REPUBLIKA.CO.ID, JAKARTA -- Pemilihan presiden dan wakil presiden telah selesai dilaksanakan. Kedua pasangan Capres-cawapres sama-sama mengklaim kemenangan berdasarkan hasil quick count dari beberapa lembaga survei.
Dalam Pemilu kali ini, pasangan nomor urut 2 unggul atas nomor urut 1 berdasarkan hasil quick count dari beberapa lembaga survei diantaranya, Radio Republik Indonesia (RRI), Litbang Kompas, dan Lembaga Survei Indonesia (LSI).
Sementara pada lembaga survei lainnya seperti Puskaptis dan Lembaga Survei Nasional (LSN) menempatkan pasangan nomor urut 1 unggul atas nomor 2. Saling klaim kemenangan dari kedua pasangan capres-cawapres dengan mengacu kepada lembaga survei yang berbeda memang cukup membuat gaduh situasi politik pasca pencoblosan.
Berdasarkan pengalaman pemilu presiden pada tahun 2004 hasil quick count tidak sama dengan real count.
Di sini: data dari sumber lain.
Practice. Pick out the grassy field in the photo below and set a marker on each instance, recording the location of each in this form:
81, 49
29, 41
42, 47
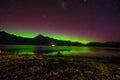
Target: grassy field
36, 67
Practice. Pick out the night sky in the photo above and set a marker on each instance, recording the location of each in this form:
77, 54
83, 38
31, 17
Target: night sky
75, 20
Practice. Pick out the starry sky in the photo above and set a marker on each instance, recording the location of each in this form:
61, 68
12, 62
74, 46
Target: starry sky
75, 20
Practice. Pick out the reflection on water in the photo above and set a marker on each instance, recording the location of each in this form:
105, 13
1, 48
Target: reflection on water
65, 50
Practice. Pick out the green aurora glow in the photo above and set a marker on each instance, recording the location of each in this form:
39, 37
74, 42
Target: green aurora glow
28, 34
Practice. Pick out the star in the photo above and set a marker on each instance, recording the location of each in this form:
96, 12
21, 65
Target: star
63, 5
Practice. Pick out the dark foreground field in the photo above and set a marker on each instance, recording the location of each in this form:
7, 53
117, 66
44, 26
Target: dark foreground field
16, 67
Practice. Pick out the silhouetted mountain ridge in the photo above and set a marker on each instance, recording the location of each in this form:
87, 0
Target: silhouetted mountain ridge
6, 38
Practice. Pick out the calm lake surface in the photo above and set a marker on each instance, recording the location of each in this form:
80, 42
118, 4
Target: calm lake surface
65, 50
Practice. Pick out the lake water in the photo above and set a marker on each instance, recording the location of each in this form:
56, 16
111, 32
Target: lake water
65, 50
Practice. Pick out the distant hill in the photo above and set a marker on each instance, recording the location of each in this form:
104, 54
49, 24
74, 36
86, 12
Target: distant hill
6, 38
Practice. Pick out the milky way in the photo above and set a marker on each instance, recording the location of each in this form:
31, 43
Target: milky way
97, 20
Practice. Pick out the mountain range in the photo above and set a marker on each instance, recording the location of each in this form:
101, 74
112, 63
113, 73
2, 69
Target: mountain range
7, 38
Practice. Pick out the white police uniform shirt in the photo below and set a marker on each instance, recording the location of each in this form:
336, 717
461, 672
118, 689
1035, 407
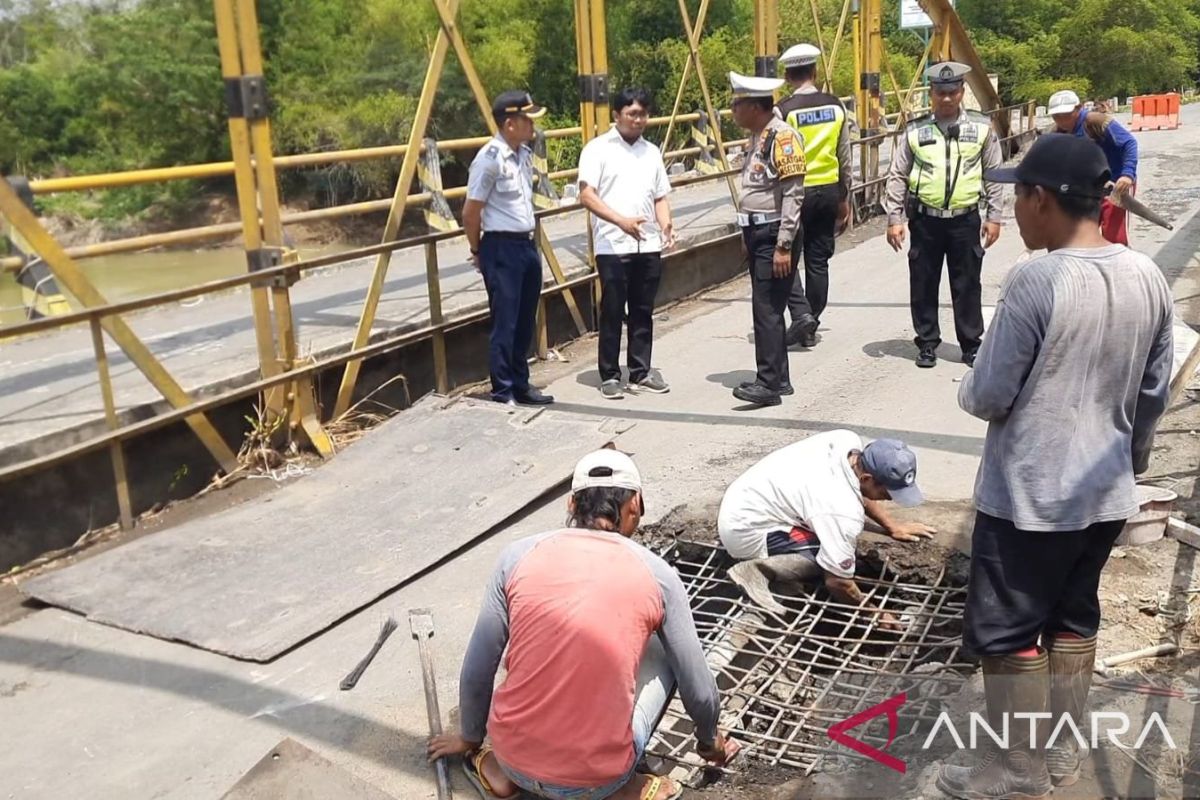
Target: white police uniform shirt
503, 181
629, 178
Waktu itu, pasangan Mega-Hasyim berdasarkan perhitungan quick count yang diadakan oleh sebuah lembaga pemerintah, TVRI, bekerja sama dengan Instute for Social Empowerment and Democracy menang tipis atas pasangan SBY-Jusuf Kalla. Hal tersebut berdasarkan perhitungan suara di 1.264 Tempat Pemungutan Suara (TPS) sebagai sampel Mega-Hasyim meraih 50,07 persen. Sedangkan SBY-Jusuf Kalla 49,93 persen.
Sedangkan pada hasil quick count The National Democratic Institute (NDI) dan LP3ES yang telah merampungkan perhitungan 40 persen dari dua ribu TPS, SBY-Jusuf Kalla unggul relatif besar dengan perolehan suara 62 persen, sedangkan Mega 38 persen.
Namun yang terjadi, pemilu presiden tahun 2004 pada hitungan akhir di Komisi Pemilihan Umum (KPU) dimenangkan oleh pasangan SBY-Jusuf Kalla. Dengan demikian, berdasarkan kejadian tahun 2004 klaim kemenangan oleh pasangan Capres-cawapres atas dasar hasil quick count bisa jadi tidak sama dengan hasil perhitungan akhir di KPU.